Over at The Pour this week, New York Times chief wine critic Eric Asimov enjoys a heavy meal and follows it with an Old World flourish: a drink of bitter digestif. Asimov's choice is Underberg, the venerable German bitter sold in paper-wrapped, single-portion bottles, widely acclaimed to be the most fitting cap to a meal, especially one that's particularly heavy or rich.
Bitters aren't particularly big in America--and here we're talking potable bitters, as opposed to aromatic bitters such as Angostura which are used in drops and dashes--with a few notable exceptions. Campari has a firm grip on the bitters market here, but that mainly crops up as an aperitif as opposed to a stomach-settling finish to a meal; and another once-esteemed German herbal liqueur, Jägermeister , has seen its image sullied as its profits have soared, thanks to its widespread embrace by the spring break, drop-a-Jäger-in-your-Red-Bull crowd.

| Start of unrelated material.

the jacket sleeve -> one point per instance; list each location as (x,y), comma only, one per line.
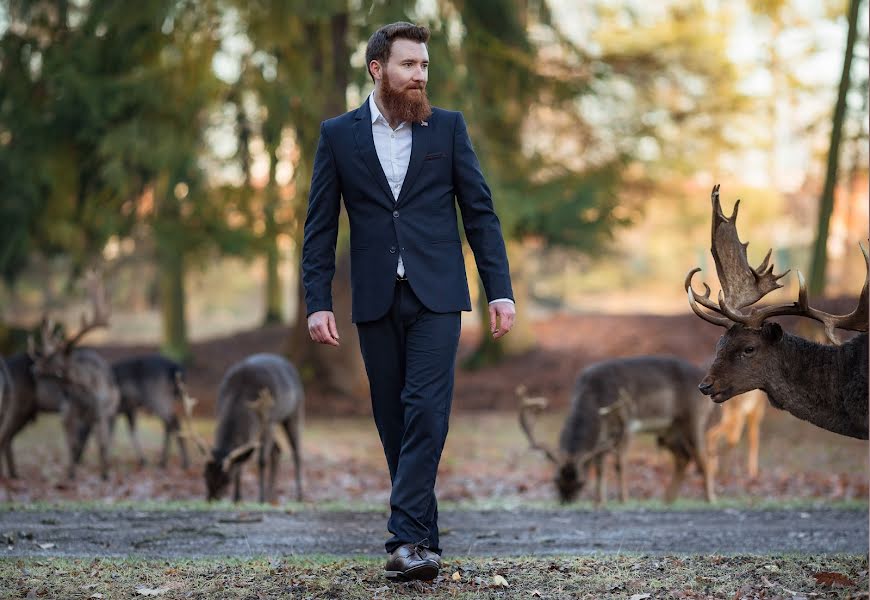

Pockets of bitters lovers exist, though, and for those with amore for amaro, there are plenty of good options out there. The once hard-to-find Hungarian bitter, Unicum, is now popping up with increasing frequency; Cynar, the Italian artichoke-based spirit, is earning new fans in New York and Seattle; and Fernet Branca--a legendary digestivo from Milan that seems to have a special place in the heart of every bartender in San Francisco--is not too hard to find. In fact, if you open up the Italian bitter bag, out comes a flood of different spirits made to settle a full stomach, from Amaro Ramazotti to Amero Lucano to Averna .
While the use of digestive bitters is on the wane in Europe, there are still many passionate holdouts as well as new believers. Where do you fit in? Does a little Underberg help soothe you after a big meal, or are your post-prandial needs satisfied simply by a walk and a nap?